# Grilling @ a Panini Press



## valleve (Jul 11, 2011)

Greeting my friends!! I need your advise...

I'm opening a coffee shop with simple menu options including soups, salads, pastries, personal pizzas and sandwiches. Getting the best equipment option is not easy particularly because SPACE is very limited and the fact that I also will have a small book store. So I would appreciate your advise on the following:

for grilling purposes, is it better to use a panini presser or a regular griller?
how about a griller "add-on" for the gas range? Does these add-ons functions well for grilling?
if I use an induction range and a panini presser for grilling, do I still need a hood?
On other hand, I cannot determine volume, since it will be a new shop @ the area and cannot forecast yet I'm expecting that there will be high volume in the morning & noon. Also, this will be a "grab-go" concept, so the food will be already prepared at a self-serve display.
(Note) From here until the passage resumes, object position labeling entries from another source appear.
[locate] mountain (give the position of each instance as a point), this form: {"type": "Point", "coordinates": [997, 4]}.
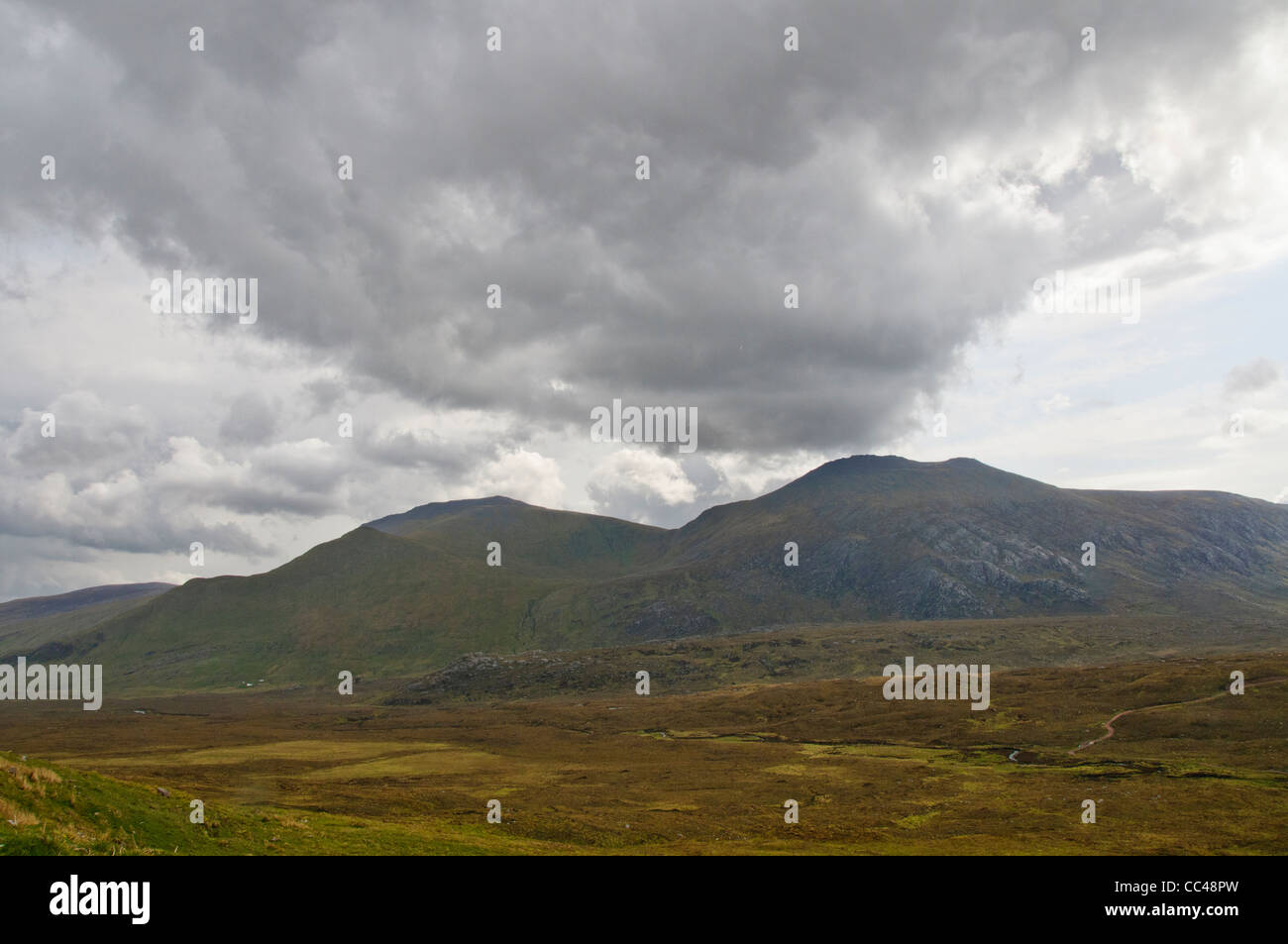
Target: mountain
{"type": "Point", "coordinates": [33, 607]}
{"type": "Point", "coordinates": [39, 626]}
{"type": "Point", "coordinates": [879, 537]}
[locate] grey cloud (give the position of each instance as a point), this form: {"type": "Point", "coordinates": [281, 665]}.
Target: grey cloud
{"type": "Point", "coordinates": [1252, 376]}
{"type": "Point", "coordinates": [665, 291]}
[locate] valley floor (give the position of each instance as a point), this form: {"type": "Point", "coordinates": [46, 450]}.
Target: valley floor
{"type": "Point", "coordinates": [671, 773]}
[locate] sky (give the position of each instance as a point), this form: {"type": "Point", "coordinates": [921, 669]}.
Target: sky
{"type": "Point", "coordinates": [913, 168]}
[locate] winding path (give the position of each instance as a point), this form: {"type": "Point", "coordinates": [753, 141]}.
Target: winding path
{"type": "Point", "coordinates": [1109, 724]}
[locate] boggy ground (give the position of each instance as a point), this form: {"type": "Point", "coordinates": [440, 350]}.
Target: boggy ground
{"type": "Point", "coordinates": [694, 772]}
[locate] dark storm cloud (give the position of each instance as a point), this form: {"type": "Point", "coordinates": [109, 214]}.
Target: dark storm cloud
{"type": "Point", "coordinates": [516, 168]}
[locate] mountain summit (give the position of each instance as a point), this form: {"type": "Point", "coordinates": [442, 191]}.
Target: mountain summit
{"type": "Point", "coordinates": [876, 537]}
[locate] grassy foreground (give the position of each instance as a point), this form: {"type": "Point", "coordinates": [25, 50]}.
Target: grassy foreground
{"type": "Point", "coordinates": [691, 772]}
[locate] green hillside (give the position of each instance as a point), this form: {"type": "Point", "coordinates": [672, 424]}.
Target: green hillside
{"type": "Point", "coordinates": [879, 537]}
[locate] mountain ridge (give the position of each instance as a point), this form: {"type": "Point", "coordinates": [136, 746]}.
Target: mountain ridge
{"type": "Point", "coordinates": [877, 539]}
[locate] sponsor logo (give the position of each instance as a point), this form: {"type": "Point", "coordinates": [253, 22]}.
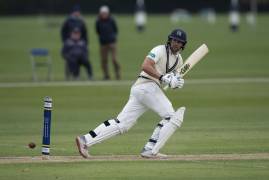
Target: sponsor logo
{"type": "Point", "coordinates": [185, 68]}
{"type": "Point", "coordinates": [179, 33]}
{"type": "Point", "coordinates": [152, 55]}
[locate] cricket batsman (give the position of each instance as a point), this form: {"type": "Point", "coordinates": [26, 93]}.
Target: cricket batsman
{"type": "Point", "coordinates": [158, 69]}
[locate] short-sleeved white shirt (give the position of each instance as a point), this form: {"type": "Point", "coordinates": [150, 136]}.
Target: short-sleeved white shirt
{"type": "Point", "coordinates": [159, 55]}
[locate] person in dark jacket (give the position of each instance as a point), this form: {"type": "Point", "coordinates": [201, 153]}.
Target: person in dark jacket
{"type": "Point", "coordinates": [75, 52]}
{"type": "Point", "coordinates": [107, 30]}
{"type": "Point", "coordinates": [74, 20]}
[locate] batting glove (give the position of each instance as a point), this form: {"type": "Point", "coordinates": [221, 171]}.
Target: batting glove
{"type": "Point", "coordinates": [166, 79]}
{"type": "Point", "coordinates": [176, 82]}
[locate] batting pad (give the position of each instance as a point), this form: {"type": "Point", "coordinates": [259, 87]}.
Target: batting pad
{"type": "Point", "coordinates": [168, 129]}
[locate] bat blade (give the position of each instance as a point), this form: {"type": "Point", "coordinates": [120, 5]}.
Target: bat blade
{"type": "Point", "coordinates": [192, 60]}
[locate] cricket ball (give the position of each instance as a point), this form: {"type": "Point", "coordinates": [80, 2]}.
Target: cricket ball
{"type": "Point", "coordinates": [31, 145]}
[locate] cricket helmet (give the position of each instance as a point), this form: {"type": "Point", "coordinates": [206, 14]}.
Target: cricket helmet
{"type": "Point", "coordinates": [179, 35]}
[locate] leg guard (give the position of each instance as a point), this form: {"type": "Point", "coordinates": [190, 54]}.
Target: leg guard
{"type": "Point", "coordinates": [104, 131]}
{"type": "Point", "coordinates": [168, 129]}
{"type": "Point", "coordinates": [155, 135]}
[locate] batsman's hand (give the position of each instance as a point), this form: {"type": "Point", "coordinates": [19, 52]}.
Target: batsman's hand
{"type": "Point", "coordinates": [166, 79]}
{"type": "Point", "coordinates": [176, 82]}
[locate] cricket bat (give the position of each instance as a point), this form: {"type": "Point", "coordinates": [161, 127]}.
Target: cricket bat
{"type": "Point", "coordinates": [193, 59]}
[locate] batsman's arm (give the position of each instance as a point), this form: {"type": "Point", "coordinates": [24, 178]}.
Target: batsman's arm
{"type": "Point", "coordinates": [148, 66]}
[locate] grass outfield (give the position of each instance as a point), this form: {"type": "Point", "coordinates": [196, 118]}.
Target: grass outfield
{"type": "Point", "coordinates": [223, 116]}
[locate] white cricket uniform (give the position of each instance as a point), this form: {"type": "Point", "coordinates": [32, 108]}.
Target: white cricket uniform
{"type": "Point", "coordinates": [146, 93]}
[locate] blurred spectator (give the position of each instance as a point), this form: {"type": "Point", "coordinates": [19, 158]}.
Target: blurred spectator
{"type": "Point", "coordinates": [234, 16]}
{"type": "Point", "coordinates": [75, 52]}
{"type": "Point", "coordinates": [140, 15]}
{"type": "Point", "coordinates": [74, 20]}
{"type": "Point", "coordinates": [107, 31]}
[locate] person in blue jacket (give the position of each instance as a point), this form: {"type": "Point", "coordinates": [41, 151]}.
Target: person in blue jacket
{"type": "Point", "coordinates": [75, 52]}
{"type": "Point", "coordinates": [107, 30]}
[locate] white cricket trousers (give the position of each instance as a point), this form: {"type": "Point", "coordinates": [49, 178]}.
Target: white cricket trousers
{"type": "Point", "coordinates": [143, 97]}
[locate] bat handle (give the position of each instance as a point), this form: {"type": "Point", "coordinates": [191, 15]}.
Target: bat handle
{"type": "Point", "coordinates": [165, 87]}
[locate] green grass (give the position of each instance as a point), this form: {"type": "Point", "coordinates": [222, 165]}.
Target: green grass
{"type": "Point", "coordinates": [220, 118]}
{"type": "Point", "coordinates": [139, 170]}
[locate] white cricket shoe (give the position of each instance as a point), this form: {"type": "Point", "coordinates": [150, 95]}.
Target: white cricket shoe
{"type": "Point", "coordinates": [149, 154]}
{"type": "Point", "coordinates": [82, 147]}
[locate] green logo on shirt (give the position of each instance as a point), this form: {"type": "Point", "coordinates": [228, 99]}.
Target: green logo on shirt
{"type": "Point", "coordinates": [152, 55]}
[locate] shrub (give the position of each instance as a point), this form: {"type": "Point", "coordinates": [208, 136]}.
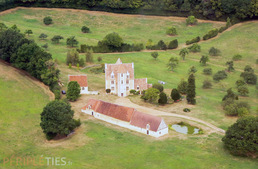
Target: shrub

Any advise? Thank you all!!


----------



## petemccracken (Sep 18, 2008)

> if I use an induction range and a panini presser for grilling, do I still need a hood?


I believe this question needs to be addressed by your local fire department.


----------



## mezzaluna (Aug 29, 2000)

This belongs in a different forum, to which I will now move it.


----------



## thetincook (Jun 14, 2002)

You'll need to check local law and codes.


----------